Pharmacology of Beta Blockers

The pharmacology of beta blockers was conceived in 1964 when Dr James Black – a Scottish pharmacologist – developed the first such drug of this class, propranolol. Since then, beta blockers have evolved to become some of the most widely deployed drugs in the treatment of conditions such as angina, myocardial infarction, congestive heart failure, hypertension, atrial fibrillation, and cardiac arrhythmias – among others.  In this section, we take you through their mechanism of action, adverse effects, and pharmacokinetics – establishing an all-round understanding of these most important drugs, medicines which have been around over half a century.

Mechanism of Action

Adrenergic receptors (also known as adrenoceptors) are G-protein coupled receptors whose ligands include epinephrine (adrenaline) and norepinephrine (noradrenaline). There are, as with almost everything in pharmacology, different subtypes of adrenergic receptor: both α and β subtypes. We need not concern ourselves with the α-subtype for now. The β-subtype is split yet further into three additional subtypes: β1, β2, and β3. Each of these beta-receptors is associated with different physiological effects, some of which can be found in the table below.

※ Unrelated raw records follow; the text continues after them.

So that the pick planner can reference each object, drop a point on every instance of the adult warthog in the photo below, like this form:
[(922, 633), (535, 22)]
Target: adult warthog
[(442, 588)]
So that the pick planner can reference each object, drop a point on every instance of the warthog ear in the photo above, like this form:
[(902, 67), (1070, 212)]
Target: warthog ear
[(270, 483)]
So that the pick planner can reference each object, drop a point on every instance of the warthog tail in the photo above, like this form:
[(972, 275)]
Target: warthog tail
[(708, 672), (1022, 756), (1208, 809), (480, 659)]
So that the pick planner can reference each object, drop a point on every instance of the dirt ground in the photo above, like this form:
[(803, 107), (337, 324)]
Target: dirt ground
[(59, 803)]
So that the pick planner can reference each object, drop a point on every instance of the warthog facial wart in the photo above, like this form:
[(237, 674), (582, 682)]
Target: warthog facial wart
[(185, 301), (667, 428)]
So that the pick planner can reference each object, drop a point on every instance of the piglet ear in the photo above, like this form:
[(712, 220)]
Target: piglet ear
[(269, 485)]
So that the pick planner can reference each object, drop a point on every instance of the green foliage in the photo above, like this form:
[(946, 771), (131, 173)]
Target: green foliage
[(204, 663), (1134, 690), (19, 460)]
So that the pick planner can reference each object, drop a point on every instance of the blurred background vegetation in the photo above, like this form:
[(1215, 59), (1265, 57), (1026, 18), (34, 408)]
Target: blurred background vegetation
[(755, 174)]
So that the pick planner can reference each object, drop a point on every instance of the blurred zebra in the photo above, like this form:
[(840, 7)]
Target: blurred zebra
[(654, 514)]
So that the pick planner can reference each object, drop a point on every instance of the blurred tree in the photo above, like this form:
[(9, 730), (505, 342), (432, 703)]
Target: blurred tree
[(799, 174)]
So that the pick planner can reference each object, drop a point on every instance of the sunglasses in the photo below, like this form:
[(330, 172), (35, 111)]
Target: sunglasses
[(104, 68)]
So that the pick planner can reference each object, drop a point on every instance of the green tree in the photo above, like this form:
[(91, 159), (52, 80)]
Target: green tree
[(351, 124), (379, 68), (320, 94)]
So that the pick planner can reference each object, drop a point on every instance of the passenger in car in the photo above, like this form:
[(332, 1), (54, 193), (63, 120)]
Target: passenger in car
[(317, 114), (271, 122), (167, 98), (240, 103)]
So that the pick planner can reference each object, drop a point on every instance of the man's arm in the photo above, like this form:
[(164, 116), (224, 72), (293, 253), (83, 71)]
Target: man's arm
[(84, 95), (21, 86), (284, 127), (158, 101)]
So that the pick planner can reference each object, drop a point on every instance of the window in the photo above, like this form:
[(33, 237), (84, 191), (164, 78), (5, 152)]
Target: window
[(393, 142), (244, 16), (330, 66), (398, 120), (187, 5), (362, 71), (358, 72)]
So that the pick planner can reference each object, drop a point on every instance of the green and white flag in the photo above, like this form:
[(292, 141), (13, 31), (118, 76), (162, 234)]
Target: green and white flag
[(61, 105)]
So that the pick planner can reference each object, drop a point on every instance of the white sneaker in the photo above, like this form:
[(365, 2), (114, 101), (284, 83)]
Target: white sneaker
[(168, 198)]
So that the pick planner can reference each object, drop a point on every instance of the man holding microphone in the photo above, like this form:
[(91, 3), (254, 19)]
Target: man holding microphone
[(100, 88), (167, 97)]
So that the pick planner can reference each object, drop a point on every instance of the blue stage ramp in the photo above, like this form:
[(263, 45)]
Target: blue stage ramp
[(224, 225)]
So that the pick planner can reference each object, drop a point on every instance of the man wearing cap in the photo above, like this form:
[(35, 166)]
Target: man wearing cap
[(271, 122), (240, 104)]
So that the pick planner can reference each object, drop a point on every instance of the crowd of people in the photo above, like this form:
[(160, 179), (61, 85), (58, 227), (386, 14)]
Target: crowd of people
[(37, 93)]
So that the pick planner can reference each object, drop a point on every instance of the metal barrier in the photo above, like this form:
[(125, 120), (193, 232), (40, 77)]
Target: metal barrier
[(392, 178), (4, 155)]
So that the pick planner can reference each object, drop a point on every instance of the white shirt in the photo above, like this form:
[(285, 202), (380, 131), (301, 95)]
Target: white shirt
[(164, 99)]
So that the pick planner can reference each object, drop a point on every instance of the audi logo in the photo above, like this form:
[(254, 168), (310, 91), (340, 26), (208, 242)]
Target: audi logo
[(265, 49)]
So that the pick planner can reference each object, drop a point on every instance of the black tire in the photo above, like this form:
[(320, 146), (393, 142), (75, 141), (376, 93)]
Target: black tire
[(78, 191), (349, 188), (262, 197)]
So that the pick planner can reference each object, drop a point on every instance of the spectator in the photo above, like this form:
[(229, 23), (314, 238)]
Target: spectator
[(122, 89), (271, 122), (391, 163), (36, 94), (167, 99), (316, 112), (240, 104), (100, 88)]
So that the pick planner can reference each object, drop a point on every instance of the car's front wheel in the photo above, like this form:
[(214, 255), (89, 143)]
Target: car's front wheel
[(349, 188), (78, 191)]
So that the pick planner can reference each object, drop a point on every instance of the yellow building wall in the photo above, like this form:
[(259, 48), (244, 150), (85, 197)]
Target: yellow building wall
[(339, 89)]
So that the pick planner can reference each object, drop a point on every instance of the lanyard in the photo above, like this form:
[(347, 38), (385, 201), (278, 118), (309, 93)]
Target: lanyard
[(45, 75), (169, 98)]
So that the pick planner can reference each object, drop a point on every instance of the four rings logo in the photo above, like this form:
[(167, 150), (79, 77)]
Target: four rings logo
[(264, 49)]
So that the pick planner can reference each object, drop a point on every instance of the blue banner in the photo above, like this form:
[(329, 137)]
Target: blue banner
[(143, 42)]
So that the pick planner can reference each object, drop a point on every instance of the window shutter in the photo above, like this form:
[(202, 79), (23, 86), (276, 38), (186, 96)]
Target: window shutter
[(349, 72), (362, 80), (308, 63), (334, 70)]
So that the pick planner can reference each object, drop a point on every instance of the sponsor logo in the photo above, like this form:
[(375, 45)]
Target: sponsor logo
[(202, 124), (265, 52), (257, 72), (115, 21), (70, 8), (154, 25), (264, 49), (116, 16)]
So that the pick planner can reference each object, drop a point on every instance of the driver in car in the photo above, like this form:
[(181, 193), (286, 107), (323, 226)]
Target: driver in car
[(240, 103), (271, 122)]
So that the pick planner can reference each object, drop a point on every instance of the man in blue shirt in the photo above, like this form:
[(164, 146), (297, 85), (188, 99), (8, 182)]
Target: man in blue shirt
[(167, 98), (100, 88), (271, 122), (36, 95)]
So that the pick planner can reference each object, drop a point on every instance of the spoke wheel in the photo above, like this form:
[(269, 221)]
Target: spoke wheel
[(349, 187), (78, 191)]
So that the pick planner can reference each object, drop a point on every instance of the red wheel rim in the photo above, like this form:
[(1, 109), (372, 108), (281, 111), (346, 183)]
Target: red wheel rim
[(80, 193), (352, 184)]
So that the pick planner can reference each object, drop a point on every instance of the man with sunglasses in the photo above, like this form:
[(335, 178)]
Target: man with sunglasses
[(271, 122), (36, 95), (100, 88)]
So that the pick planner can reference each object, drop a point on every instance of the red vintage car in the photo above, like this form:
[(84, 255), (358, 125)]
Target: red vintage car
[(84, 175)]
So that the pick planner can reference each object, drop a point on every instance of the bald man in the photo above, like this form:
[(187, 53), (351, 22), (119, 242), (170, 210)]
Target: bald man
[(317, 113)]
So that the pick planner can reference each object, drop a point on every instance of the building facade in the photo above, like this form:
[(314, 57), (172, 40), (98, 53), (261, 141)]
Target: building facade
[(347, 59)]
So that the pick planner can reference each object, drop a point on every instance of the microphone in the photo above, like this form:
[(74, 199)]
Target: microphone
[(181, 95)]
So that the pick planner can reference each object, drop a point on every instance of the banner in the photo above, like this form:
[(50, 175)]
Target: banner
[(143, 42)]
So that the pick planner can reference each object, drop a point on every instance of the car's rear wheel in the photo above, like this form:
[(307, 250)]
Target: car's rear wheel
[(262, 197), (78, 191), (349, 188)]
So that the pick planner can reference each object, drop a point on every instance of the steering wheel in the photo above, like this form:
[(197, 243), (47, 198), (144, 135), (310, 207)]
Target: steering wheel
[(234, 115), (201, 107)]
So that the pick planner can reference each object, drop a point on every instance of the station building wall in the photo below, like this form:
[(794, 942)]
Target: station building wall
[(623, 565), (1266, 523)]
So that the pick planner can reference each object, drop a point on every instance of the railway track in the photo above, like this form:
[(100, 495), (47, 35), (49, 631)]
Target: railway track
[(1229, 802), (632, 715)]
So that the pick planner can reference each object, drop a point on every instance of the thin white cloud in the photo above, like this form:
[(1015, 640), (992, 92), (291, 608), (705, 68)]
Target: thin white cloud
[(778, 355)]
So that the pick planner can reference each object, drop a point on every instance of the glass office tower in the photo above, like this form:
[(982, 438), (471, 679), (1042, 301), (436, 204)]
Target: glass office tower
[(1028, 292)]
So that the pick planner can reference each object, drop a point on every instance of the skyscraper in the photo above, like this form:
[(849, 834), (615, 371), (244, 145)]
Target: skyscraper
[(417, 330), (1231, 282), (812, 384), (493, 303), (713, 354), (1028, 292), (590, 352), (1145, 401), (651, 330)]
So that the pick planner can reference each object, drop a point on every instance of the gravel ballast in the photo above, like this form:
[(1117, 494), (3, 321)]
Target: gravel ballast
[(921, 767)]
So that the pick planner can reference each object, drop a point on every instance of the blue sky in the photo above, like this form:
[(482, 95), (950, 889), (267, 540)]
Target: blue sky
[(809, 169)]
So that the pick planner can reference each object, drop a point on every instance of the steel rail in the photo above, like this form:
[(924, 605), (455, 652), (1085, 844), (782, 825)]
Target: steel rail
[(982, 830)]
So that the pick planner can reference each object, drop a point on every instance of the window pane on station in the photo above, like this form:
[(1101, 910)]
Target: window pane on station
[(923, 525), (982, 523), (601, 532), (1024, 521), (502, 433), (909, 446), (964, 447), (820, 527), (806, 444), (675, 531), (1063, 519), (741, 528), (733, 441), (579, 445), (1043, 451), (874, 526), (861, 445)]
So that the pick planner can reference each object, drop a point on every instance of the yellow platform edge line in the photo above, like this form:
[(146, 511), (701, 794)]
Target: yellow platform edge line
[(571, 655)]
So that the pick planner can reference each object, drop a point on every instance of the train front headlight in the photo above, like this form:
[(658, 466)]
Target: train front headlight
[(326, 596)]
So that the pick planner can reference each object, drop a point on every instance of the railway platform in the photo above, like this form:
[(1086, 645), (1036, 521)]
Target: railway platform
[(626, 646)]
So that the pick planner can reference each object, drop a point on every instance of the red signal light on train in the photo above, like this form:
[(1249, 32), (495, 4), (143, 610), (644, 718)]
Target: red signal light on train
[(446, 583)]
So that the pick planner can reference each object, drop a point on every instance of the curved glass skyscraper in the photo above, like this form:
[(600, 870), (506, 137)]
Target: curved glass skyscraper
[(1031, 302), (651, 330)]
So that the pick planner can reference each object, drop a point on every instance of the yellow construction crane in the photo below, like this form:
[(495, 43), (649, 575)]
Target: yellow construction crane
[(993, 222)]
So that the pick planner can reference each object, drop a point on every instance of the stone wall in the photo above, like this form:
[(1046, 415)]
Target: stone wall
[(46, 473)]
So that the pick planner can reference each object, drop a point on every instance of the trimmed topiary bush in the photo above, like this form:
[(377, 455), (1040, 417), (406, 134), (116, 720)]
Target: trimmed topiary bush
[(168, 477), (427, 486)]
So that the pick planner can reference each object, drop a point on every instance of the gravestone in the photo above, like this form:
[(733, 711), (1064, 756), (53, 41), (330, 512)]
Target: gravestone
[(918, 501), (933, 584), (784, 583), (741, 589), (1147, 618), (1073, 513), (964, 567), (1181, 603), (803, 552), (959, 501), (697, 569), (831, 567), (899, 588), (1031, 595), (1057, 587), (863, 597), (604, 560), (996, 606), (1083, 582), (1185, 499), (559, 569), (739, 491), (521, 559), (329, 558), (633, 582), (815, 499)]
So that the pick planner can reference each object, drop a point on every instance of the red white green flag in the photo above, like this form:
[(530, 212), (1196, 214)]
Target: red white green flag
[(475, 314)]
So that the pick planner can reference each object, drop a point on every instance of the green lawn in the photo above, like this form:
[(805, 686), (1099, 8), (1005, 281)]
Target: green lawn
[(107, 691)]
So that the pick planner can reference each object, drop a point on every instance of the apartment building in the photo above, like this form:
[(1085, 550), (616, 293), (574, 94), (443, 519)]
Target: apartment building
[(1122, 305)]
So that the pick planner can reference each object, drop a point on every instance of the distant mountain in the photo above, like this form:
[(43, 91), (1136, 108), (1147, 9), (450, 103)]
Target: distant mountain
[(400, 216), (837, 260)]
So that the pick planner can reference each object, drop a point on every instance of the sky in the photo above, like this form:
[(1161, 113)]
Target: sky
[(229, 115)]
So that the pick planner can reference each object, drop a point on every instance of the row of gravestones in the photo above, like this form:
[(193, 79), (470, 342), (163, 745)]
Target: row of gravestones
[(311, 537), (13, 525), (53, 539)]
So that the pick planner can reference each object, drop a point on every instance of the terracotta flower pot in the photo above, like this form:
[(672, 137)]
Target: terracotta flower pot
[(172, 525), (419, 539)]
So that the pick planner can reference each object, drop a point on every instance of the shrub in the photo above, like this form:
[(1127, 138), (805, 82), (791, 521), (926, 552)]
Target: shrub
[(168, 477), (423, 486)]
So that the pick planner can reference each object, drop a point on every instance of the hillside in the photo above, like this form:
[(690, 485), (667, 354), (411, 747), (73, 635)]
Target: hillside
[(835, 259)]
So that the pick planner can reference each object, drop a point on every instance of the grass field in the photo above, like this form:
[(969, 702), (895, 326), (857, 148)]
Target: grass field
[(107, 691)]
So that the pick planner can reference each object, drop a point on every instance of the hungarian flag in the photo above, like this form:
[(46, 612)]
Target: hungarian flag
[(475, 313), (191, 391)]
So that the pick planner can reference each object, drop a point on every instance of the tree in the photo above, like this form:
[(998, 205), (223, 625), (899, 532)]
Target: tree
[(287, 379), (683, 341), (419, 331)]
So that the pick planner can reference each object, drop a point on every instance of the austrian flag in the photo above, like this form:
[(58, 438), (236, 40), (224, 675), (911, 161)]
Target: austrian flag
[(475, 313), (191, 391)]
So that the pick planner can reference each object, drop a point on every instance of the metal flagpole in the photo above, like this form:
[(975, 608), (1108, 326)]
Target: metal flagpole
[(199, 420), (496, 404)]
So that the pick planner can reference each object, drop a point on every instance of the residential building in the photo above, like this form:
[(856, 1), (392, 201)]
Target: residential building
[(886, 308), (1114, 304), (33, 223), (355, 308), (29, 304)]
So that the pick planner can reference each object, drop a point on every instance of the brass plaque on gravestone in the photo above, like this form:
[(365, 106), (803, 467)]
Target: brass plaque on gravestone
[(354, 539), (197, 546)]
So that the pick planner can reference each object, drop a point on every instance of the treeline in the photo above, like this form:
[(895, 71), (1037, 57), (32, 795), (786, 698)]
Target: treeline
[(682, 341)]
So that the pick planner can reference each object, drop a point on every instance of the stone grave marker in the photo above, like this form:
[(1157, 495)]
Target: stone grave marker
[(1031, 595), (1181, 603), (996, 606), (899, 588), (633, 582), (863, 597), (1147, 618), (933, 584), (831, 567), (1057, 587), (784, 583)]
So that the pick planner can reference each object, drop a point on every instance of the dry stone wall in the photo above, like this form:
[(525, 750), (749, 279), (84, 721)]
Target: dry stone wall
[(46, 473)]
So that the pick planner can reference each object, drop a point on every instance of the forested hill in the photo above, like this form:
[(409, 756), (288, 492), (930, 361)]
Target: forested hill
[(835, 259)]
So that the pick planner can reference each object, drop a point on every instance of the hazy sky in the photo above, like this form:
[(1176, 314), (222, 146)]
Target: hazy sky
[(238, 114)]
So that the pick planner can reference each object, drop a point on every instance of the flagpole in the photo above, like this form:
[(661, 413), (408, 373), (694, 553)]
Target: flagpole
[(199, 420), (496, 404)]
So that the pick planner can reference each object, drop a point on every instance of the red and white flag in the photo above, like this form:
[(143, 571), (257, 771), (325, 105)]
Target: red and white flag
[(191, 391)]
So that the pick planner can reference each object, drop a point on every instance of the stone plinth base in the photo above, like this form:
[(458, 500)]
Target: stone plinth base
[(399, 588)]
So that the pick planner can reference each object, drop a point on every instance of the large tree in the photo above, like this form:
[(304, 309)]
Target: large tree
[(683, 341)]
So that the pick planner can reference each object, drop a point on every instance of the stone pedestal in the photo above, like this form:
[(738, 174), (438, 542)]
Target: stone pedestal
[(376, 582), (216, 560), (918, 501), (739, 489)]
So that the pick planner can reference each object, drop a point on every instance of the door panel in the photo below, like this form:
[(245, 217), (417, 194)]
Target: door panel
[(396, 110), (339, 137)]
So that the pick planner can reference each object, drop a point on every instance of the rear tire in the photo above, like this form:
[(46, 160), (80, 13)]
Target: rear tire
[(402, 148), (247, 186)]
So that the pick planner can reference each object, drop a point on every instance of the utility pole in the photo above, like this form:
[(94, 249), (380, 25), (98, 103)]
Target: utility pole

Receptor Agonists Agonist Effect Antagonist
β1 Dobutamine
Isoprenaline
Noradrenaline
Positive chronotropic, dromotropic, and isotropic effects. Metoprolol
Atenolol
Bisoprolol
Nebivolol
β2 Salbutamol
Formoterol
Salmeterol
Terbutaline
Smooth muscle relaxation
e.g. bronchodilation.
Timolol
Propanolol
β3 Amibegron
Solabegron
Enhanced lipolysis, relaxation of detrusor bladder muscle. N/A

So as we can see, β1-receptor antagonists negate the agonist effects listed in the table – which is why beta-blockers are deployed in the treatment of cardiac-related conditions. β2-receptors are known to cause bronchodilation, meaning its agonists – salbutamol and terbutaline – are effective in the treatment of asthma and COPD. But it’s not all plain sailing. Some beta-blockers are nonselective – such as propranolol and timolol - meaning they antagonise both β1 and β2 receptors. Those beta-blockers which are selective for β1 – such as atenolol, bisoprolol, and metoprolol – are also known as cardioselective agents, as they only impact the heart.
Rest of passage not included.